Gu Wenzhu and He Yuanle also started searching the cramped two-square-meter room.
Yan Jiyun squatted in front of the pile of offerings, lost in thought. Ninth Master circled once, then pressed a finger to Yan Jiyun’s head. Yan Jiyun shook his head.
“Your hand’s dirty and you’re pressing it to my head.” He looked up, spotting a small wicker basket dangling from the ceiling. Suddenly he perked up. “Is there something hidden up there?”
The ceiling was high. None of them could reach it by hand; even jumping fell short.

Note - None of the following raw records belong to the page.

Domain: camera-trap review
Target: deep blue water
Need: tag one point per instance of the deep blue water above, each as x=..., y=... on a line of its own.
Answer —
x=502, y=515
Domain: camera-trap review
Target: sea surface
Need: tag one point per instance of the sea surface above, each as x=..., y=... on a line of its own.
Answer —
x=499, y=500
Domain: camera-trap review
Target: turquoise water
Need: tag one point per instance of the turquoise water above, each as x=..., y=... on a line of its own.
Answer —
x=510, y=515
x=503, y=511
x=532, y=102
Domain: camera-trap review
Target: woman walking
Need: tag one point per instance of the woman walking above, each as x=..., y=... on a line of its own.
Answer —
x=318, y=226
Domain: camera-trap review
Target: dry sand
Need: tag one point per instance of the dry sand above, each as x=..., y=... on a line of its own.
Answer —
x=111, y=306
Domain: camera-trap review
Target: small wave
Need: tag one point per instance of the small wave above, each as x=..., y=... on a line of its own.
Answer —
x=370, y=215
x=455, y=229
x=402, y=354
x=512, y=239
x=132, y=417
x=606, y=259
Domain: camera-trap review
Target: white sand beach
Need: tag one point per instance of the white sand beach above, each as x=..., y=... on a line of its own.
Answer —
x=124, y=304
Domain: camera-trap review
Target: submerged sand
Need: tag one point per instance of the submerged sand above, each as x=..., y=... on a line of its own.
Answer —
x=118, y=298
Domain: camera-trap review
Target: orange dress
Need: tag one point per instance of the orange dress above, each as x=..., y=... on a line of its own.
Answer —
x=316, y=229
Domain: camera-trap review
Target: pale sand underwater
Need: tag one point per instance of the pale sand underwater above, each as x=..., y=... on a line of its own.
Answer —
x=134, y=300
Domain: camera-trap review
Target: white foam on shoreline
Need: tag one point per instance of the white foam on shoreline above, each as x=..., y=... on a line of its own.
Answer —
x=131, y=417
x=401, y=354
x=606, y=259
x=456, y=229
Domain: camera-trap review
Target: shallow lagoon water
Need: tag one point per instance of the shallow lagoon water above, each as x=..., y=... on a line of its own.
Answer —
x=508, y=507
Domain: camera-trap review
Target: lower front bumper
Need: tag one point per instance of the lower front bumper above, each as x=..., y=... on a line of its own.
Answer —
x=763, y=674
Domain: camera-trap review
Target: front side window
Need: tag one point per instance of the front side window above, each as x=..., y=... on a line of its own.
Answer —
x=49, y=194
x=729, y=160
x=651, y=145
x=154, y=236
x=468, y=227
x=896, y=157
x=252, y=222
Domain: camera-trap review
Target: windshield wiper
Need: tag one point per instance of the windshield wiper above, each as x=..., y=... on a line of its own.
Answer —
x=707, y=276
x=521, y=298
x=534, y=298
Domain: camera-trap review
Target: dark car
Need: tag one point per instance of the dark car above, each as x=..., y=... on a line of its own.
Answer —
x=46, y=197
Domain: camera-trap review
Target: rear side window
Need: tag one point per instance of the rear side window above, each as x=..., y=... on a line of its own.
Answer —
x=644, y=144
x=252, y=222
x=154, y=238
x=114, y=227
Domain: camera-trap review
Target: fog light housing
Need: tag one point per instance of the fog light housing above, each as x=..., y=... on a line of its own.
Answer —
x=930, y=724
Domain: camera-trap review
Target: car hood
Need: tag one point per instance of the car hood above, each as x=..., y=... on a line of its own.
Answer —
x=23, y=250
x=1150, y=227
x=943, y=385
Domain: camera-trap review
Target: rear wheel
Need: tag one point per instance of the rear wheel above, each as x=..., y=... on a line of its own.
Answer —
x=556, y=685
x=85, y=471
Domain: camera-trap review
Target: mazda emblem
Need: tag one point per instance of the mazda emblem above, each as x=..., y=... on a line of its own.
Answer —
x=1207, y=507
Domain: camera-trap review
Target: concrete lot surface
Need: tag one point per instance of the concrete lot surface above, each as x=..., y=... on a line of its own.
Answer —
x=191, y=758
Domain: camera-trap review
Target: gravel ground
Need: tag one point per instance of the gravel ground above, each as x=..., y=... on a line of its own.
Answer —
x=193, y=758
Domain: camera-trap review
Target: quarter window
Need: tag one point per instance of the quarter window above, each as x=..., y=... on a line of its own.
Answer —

Gu Wenzhu had an injured leg, He Yuanle was both thin and short, so it was up to Yan Jiyun and Ninth Master.
Yan Jiyun unceremoniously rode on Ninth Master’s shoulders, reached up, and just managed to seize the small basket—only to be choked by the dust it raised.
“Cough, cough, it’s all dust.”
Yan Jiyun handed the basket to Gu Wenzhu, who had stretched out his hands to catch it. Gu Wenzhu glanced at its contents.
Ninth Master set Yan Jiyun down. “You should have covered your nose with your sleeve. Don’t you have rhinitis? I’ve noticed you can’t stand strong perfume and cough when there’s dust.”
Yan Jiyun was startled by Ninth Master’s powers of observation, but nodded anyway, bluffing. “Yes, my rhinitis is pretty bad. I’ll be more careful next time.”
After climbing down from Ninth Master’s shoulders, he asked Gu Wenzhu what was in the basket. Gu Wenzhu pulled out a blue-covered book and shook off the dust.
Yan Jiyun remarked, “How has it been here so long without being eaten by bugs?”
Gu Wenzhu sniffed the cover. “It must have been sprayed with insect repellent.”
He Yuanle asked, “So what’s the book?”
Gu Wenzhu shone his flashlight on the cover; four big characters appeared: “Soul Returning Technique.”
The book described how to preserve a soul after death, then revive oneself.
There were several steps.
Step one: A paper human soaked in blood for forty-nine days.
Step two: Draw a soul-guiding talisman, stick it onto the paper figure and the dying person.
Step three: Transfer the soul to the paper figure—if successful, resurrection would follow.
Besides the method for becoming a paper figure, there was another—one to restore the paper figure to human form.
Turning paper back to human was much harder.
It required one special item: the birth date and Eight Characters of a living person.
At the end of “Soul Returning Technique” were several lines, listing someone’s birth date and birth data, and a note:
[He is the only living person in this town. Find him, protect him, and take him away from Jiangnan Town.]
[Congratulations, player has acquired the treasure: The scenario’s truest secret!]
[Congratulations, player has triggered Main Quest Four: Find the only living person.]